Everything We Apprehend
Chapter Two
October 1981
She looked quite pale, stood there leaning against the railing and gazing silently out to the water. With her head bowed and only her profile visible he couldn't quite work out what had just happened but something had shook her. Logic would say it was the unpleasant sight downstairs that had done it; a bullet hole to the forehead was not a nice way to go but she'd seen worse (Billy Dane sprung to mind; they hadn't caught up with the hitman responsible for Billy Dane's death, much to his consternation, and he briefly wondered if that was a lead worth investigating further). No, he was sure that the change to her mood had started before they'd even stumbled upon that sight; maybe on that long walk across the gangway, maybe even when he had brought the Quattro to a screeching halt alongside the 'Lady Di' itself - though the look she'd shot him at that point could have just been a reaction to his method of parking.
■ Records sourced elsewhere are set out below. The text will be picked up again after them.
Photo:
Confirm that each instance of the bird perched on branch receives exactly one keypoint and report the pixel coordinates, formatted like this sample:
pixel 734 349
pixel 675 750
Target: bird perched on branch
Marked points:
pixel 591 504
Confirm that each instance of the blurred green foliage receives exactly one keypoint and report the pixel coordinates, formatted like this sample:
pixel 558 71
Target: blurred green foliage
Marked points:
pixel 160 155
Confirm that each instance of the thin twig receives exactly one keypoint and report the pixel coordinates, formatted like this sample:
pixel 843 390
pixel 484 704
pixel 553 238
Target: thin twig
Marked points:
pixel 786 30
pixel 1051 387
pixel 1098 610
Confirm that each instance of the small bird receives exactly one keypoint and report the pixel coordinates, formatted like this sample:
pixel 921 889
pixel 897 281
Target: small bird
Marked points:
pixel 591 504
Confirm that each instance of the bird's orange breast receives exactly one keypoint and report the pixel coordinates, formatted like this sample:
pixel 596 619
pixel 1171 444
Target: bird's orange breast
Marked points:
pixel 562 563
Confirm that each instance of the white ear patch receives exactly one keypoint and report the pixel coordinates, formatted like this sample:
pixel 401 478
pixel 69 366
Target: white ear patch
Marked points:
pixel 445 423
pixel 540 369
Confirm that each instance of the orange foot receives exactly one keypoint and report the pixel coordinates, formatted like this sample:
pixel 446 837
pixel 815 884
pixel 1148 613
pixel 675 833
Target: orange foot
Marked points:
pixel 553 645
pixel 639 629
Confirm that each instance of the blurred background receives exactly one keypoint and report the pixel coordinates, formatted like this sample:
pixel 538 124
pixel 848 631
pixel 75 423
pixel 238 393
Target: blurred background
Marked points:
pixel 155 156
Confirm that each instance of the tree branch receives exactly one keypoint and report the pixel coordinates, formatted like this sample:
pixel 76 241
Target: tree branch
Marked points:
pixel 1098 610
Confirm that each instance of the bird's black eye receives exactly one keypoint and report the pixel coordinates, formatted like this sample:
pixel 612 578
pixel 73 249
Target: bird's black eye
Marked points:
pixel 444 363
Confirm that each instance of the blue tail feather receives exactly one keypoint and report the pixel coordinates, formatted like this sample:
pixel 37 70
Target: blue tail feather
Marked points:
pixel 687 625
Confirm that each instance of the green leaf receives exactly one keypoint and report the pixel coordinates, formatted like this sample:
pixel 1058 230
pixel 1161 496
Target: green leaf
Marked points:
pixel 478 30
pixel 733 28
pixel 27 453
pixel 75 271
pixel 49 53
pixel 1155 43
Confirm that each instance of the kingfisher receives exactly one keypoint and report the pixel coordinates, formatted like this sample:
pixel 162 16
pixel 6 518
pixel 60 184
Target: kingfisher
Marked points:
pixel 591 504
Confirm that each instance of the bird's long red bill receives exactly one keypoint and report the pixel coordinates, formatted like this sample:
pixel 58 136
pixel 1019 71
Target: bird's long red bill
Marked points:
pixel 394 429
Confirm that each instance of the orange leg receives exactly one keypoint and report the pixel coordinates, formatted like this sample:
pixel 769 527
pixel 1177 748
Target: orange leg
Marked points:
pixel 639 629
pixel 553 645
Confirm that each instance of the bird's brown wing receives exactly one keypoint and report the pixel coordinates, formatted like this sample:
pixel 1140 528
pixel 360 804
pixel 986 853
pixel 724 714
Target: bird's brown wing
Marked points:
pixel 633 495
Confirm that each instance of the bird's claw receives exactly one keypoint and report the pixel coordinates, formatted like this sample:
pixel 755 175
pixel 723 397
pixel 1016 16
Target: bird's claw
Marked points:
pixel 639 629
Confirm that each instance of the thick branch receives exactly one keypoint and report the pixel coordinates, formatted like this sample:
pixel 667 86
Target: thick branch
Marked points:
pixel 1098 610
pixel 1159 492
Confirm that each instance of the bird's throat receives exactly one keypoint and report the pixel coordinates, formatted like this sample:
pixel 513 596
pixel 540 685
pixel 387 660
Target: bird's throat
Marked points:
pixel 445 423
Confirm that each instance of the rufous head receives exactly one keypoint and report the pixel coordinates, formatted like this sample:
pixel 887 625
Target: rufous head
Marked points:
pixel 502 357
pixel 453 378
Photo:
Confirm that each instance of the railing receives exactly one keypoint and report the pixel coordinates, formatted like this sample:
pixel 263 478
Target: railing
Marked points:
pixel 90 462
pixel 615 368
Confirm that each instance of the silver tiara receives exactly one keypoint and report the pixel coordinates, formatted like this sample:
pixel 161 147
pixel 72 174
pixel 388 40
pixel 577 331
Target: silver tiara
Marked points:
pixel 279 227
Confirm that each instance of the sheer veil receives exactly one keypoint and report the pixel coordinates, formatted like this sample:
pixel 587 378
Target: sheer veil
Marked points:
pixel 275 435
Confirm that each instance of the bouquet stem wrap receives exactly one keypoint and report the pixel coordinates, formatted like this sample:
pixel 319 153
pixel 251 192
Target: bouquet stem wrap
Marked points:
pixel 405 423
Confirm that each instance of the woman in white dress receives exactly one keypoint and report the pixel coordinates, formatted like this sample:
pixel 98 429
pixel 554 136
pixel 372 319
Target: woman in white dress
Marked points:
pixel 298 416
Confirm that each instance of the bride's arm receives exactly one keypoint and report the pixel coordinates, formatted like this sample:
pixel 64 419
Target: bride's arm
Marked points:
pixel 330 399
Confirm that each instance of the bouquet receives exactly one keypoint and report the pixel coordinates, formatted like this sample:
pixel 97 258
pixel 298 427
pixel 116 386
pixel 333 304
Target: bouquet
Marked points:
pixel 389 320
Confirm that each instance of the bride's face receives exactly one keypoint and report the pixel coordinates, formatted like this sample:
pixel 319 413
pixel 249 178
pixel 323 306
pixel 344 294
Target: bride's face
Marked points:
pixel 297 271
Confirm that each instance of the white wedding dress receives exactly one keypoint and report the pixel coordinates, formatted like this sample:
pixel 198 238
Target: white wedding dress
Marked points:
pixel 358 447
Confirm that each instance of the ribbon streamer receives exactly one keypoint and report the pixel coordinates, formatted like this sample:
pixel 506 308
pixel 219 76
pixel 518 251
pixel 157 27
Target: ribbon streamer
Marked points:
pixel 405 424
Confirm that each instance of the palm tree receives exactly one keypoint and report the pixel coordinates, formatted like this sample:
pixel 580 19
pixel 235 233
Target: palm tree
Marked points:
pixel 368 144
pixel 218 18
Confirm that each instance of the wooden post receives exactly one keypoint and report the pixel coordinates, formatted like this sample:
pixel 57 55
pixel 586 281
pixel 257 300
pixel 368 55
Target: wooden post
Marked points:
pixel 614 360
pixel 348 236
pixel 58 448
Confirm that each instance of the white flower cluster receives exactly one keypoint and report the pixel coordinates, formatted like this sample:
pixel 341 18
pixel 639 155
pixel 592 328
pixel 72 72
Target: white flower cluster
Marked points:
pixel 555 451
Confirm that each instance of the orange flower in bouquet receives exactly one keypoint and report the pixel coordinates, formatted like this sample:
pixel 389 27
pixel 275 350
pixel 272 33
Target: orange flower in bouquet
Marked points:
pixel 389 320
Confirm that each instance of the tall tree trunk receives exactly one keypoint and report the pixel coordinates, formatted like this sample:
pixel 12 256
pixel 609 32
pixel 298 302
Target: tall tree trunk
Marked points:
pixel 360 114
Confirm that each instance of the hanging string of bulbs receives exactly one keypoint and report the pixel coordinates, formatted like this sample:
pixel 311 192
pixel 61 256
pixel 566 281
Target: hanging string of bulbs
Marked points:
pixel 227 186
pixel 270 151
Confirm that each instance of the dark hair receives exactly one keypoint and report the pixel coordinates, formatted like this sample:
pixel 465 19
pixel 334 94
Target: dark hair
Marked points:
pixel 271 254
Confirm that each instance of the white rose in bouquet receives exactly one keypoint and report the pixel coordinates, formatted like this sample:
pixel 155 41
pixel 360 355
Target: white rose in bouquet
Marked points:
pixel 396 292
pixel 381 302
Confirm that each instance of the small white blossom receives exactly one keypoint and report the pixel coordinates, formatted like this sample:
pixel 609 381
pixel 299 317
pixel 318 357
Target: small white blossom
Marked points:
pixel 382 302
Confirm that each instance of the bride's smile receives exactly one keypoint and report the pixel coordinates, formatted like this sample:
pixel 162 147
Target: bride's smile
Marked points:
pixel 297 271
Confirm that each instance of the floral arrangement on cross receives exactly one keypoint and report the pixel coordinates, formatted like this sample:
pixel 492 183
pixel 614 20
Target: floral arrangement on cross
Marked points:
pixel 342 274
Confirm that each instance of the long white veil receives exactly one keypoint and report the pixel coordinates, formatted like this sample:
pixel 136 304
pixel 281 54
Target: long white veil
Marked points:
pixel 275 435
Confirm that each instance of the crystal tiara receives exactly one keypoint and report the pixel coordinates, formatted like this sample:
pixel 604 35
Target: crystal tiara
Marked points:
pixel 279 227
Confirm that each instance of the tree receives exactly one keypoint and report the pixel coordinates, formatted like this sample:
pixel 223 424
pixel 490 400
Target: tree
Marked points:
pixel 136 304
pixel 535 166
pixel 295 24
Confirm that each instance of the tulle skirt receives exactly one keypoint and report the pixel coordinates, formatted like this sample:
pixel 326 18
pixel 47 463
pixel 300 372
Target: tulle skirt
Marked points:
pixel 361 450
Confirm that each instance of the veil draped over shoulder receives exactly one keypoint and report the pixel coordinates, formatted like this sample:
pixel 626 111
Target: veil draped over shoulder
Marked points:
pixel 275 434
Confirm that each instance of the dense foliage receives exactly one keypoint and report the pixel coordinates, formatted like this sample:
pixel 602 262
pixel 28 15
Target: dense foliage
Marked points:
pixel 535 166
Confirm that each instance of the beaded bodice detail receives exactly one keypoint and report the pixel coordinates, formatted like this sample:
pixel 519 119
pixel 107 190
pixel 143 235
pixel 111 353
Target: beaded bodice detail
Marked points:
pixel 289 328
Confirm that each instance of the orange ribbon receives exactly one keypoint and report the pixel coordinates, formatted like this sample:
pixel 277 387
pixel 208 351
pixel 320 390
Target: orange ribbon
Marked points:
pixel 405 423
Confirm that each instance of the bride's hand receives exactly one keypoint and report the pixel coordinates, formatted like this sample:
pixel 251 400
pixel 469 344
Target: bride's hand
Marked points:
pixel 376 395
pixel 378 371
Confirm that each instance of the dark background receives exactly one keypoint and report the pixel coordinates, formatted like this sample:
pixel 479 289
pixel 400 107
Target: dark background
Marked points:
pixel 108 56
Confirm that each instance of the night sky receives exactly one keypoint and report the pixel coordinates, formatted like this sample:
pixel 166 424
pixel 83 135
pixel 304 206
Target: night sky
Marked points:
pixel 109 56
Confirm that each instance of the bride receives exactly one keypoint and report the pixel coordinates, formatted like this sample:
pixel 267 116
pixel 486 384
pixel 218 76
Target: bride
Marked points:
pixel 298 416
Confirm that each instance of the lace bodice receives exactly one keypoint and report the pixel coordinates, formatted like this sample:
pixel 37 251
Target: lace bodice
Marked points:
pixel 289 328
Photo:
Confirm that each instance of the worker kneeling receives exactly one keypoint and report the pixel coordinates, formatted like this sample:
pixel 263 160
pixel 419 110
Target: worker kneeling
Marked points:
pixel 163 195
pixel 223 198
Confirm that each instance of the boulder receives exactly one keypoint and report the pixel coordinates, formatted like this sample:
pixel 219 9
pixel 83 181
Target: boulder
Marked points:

He pursed his lips at the sight of his DI; lost in her own thoughts, whatever they may be, he doubted she even realised that he had followed her out. Sometimes it was as if she was on another planet and all he was here to do was to keep her safe, to keep pulling her back in. "Earth to Bollyknickers!"
Rather disappointingly she didn't jump in response to his sharp tone; the only visible sign that she had actually heard him was the corner of her mouth turning down ever further. "What?" Alex asked distractedly as she slowly dragged her eyes from the murky water towards him with a look that he couldn't quite place; she looked sad but there was something else there too. Something that had been lingering there in the background since the day the Prices had died but was now more prominent.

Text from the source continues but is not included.